E mais nenhuma reclamação, Arthur? “Só o que falta na novela é mostrar o lado mais bizarro do país. Mas só po­pu­larizar um país como esse, que tem tanto a ver com o Brasil, já é bacana”, diz.

Moda indiana
Além de mostrar algumas maluquices sobre a Índia, a novela criou uma febre de penduricalhos indianos. A moça indiana é a nova Jade (O Clone, lembra?). E, segundo apuramos, já existe taxista carioca falando “namastê” em vez de “até logo”.

“A 25 de Março [rua de comércio popular de São Paulo] já está cheia de acessórios indianos”, diz Mariana Scalzo. E, nas ban­cas, vemos dicas e mais dicas de como pintar o olho com ca­jal, como fazer um jantar indiano etc. etc. etc.

Leia mais sobre a Índia, nos próximos meses, em alguma não entrevista do mês. Sim, porque alguma hora teremos nos cansado, e muito, desse assunto, como provavelmente todo o res­to do país. E, até lá, namastê!

E nos próximos capítulos...
Depois de criar uma febre árabe no país e uma country (lem­bra da novela América?) e agora trazer a Índia para a 25 de Mar­ço, que tipo de país ou etnia será que a autora Glória Perez vai explorar? Aproveitamos este espaço para enviar sugestões.

 

 

Namíbia. Esse país africano anda muito em voga desde que Angelina Jolie e Brad Pitt adotaram crianças no país afri­ca­no. A novela poderia ter um núcleo rico no Brasil, que teria, cla­ro, uma personagem com câncer de útero (doenças são ou­tros temas que a autora adora) que decidiria adotar uma crian­ça na Namíbia, onde alguma personagem brasileira faria um trabalho social.

Paraguai. Uma personagem brasileira compraria muamba lá. Por isso, teríamos um núcleo de personagens comerciantes paraguaios. Seria ótimo, pois os personagens falariam em por­tunhol selvagem (a “língua” adotada por alguns escritores bra­sileiros e paraguaios). Hablariamos muy bien y el dialeto se es­palharia por todo el Brasil.

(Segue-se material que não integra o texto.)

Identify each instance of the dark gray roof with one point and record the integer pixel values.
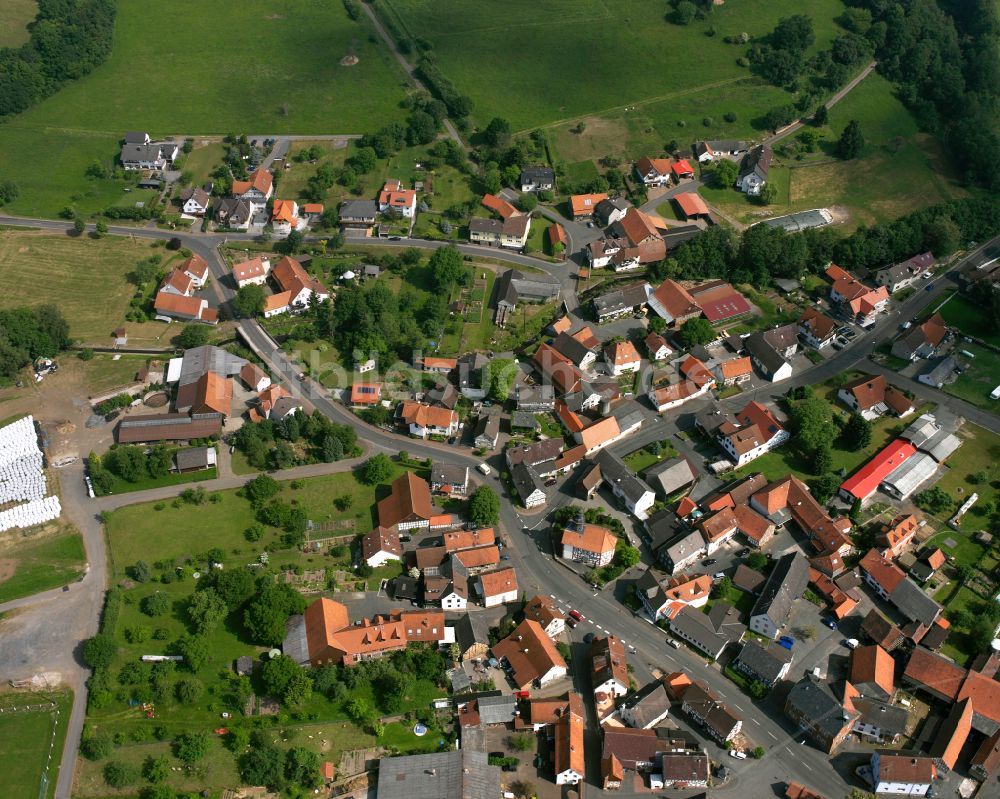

Faixa de Gaza. Essa novela seria óti­ma, pois possibilitaria que a autora crias­se, além do núcleo brasileiro, o israe­len­se e o paquistanês. Claro, um casal que se ama desesperadamente ficaria sepa­ra­do. Um deles na Faixa de Gaza e outro em Is­rael. O problema é que seria realmente pe­rigoso para os atores gra­varem na re­gião!

Berlim. Como a cidade está na moda entre os alternativos em geral, a no­vela representaria o cotidiano de um gru­po de brasileiros artistas plásticos viven­do em um squat (prédio ocupado). Claro, a no­ve­la mostraria também as diferenças en­tre as antigas Berlim Oriental e a Oci­den­tal. E te­ria a história de um casal que viveu anos separado por causa do Muro de Ber­lim e hoje passa a velhice em paz, reunido.